Des autorités locales du Guangxi enquêtèrent sur la secte en forte expansion et tentèrent des arrestations, poussant les croyants vers la résistance ouverte. Les tensions communautaires entre migrants hakka, propriétaires fonciers et sociétés secrètes créèrent un contexte explosif, où le message de Hong gagna en urgence.
À Jintian, les partisans de Hong se soulevèrent en armes et il proclama le Royaume céleste des Taiping, adoptant un titre royal et un langage millénariste. Le soulèvement transforma une société religieuse en armée révolutionnaire, défiant directement la souveraineté des Qing au Guangxi.
Les forces taiping sortirent du Guangxi et marchèrent à travers le Hunan, prenant des villes et des approvisionnements tout en recrutant des paysans et des migrants mécontents. La campagne mit à l’épreuve la structure de commandement de Hong, les chefs coordonnant sièges, discipline et propagande sous une poursuite constante des Qing.
Les armées taiping s’emparèrent de Nankin après de violents combats, la rebaptisant Tianjing et établissant une cour alternative face à la dynastie des Qing. Depuis cette ville stratégique du Yangzi, Hong publia des édits sur le culte, l’ordre social et l’administration, sous le regard attentif des rivaux comme des alliés.

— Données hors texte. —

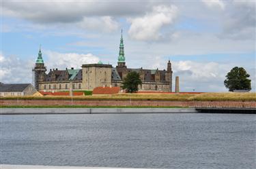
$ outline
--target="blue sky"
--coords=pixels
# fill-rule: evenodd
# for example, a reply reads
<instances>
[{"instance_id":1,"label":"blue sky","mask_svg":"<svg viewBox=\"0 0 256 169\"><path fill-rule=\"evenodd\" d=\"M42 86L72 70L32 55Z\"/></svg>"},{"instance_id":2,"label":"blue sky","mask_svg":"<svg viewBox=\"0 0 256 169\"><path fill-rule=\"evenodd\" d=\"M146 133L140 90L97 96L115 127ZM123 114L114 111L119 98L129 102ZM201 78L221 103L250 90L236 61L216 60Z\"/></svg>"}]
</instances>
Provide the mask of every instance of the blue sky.
<instances>
[{"instance_id":1,"label":"blue sky","mask_svg":"<svg viewBox=\"0 0 256 169\"><path fill-rule=\"evenodd\" d=\"M31 82L40 44L48 69L115 66L122 29L129 67L170 59L182 91L226 92L227 73L243 67L255 90L254 1L3 1L1 18L4 83Z\"/></svg>"}]
</instances>

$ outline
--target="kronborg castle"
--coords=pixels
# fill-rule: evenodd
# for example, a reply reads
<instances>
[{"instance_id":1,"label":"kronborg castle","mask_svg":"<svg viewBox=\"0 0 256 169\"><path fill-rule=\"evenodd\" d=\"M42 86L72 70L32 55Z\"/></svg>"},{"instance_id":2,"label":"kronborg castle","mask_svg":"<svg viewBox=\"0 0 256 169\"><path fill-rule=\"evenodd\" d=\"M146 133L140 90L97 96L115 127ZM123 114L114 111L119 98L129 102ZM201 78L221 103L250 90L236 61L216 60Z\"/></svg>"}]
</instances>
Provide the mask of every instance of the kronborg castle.
<instances>
[{"instance_id":1,"label":"kronborg castle","mask_svg":"<svg viewBox=\"0 0 256 169\"><path fill-rule=\"evenodd\" d=\"M127 68L125 62L124 41L121 35L117 66L103 64L85 64L82 69L50 69L46 73L40 49L35 66L33 69L35 88L39 91L58 92L70 90L92 90L99 86L120 86L124 78L131 71L138 72L142 81L139 90L172 92L172 74L170 60L166 70Z\"/></svg>"}]
</instances>

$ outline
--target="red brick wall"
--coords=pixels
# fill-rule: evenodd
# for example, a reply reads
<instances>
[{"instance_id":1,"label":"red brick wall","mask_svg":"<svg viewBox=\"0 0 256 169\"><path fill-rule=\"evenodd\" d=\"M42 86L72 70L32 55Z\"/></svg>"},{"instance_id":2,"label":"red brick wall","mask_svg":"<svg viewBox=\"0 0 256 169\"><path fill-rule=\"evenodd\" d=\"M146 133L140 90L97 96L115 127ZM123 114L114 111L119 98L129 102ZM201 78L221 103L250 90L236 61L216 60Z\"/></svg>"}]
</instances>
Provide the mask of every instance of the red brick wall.
<instances>
[{"instance_id":1,"label":"red brick wall","mask_svg":"<svg viewBox=\"0 0 256 169\"><path fill-rule=\"evenodd\" d=\"M0 105L70 105L71 100L0 100ZM191 107L256 108L255 101L160 101L160 100L73 100L74 105L90 106L182 106Z\"/></svg>"}]
</instances>

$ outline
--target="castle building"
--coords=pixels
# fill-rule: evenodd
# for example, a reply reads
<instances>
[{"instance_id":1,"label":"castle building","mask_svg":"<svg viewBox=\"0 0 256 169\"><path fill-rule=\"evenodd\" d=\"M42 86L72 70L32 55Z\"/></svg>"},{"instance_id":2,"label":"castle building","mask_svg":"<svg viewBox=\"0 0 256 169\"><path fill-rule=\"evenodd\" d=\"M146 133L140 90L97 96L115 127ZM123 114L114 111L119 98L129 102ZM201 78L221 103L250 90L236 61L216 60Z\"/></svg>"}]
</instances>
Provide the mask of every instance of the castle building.
<instances>
[{"instance_id":1,"label":"castle building","mask_svg":"<svg viewBox=\"0 0 256 169\"><path fill-rule=\"evenodd\" d=\"M103 64L99 61L96 64L85 64L82 69L74 68L66 70L50 69L46 73L42 57L41 49L39 50L34 73L34 86L39 91L59 92L74 90L92 90L99 86L121 86L124 78L129 72L136 71L140 74L142 85L139 90L157 90L172 92L171 63L167 62L167 70L144 69L127 68L124 56L124 46L122 33L121 35L117 66Z\"/></svg>"}]
</instances>

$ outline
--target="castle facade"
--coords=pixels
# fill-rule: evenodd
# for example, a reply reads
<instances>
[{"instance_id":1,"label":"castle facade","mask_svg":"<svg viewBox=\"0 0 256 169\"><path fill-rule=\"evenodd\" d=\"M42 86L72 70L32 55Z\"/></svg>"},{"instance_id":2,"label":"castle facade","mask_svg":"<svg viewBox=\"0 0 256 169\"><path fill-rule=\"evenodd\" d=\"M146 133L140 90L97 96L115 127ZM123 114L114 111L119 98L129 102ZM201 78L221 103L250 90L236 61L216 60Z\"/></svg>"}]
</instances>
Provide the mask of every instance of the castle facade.
<instances>
[{"instance_id":1,"label":"castle facade","mask_svg":"<svg viewBox=\"0 0 256 169\"><path fill-rule=\"evenodd\" d=\"M142 81L142 85L139 86L139 90L172 92L173 71L170 60L166 70L127 68L124 48L122 35L116 67L100 61L96 64L83 64L80 69L53 69L48 73L40 49L35 66L32 70L34 86L38 91L45 92L92 90L99 86L121 86L127 74L136 71L139 73Z\"/></svg>"}]
</instances>

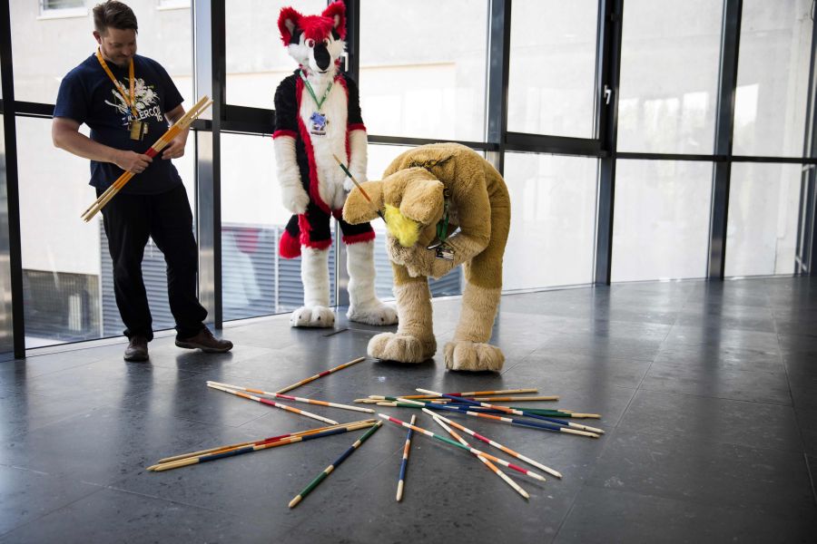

Le régime taiping promut des réformes au ton radical, telles que des idées de mise en commun des terres, l’interdiction de l’opium et des codes moraux stricts, ainsi que des règles de séparation et des châtiments sévères. L’application varia, mais les proclamations visaient à légitimer le royaume de Hong comme une alternative juste au pouvoir des Qing.
Les conflits de factions culminèrent avec l’incident de Tianjing, lorsque Hong cautionna des purges qui tuèrent des chefs clés, dont la faction de Yang Xiuqing. Le bain de sang affaiblit la cohésion du commandement et effraya des soutiens, offrant aux forces des Qing et aux milices locales le temps de se réorganiser.
Une nouvelle offensive taiping s’empara de grandes villes du Jiangsu et du Zhejiang et menaça la zone du port ouvert de Shanghai, alarmant marchands et diplomates étrangers. Des commandants des Qing et des forces locales, aidés indirectement par des unités entraînées selon des méthodes étrangères, contribuèrent à enrayer l’avancée et à stabiliser le front.
L’armée du Xiang de Zeng Guofan et des forces provinciales alliées intensifièrent le siège, coupant les approvisionnements et isolant les territoires taiping le long du Yangzi. À l’intérieur de Tianjing, les pénuries, la défiance et la désorganisation administrative s’aggravèrent, tandis que Hong se retirait davantage dans une vie de cour et une réclusion religieuse.
Hong mourut dans la capitale assiégée au milieu de la famine et de l’effondrement ; ses contemporains débattirent de la part de la maladie, de la malnutrition ou d’un poison. Sa mort laissa la cour taiping divisée alors que les troupes des Qing se préparaient à l’assaut final qui reprendrait bientôt la ville.
Après la mort de Hong, les forces des Qing capturèrent Nankin, mettant fin au Royaume céleste des Taiping et déclenchant des représailles de masse dans la région. Plus tard, réformateurs et révolutionnaires débattirent de Hong comme d’un visionnaire, d’un hérétique ou d’un précurseur révolutionnaire, reflet de l’évolution de la politique et de la mémoire en Chine.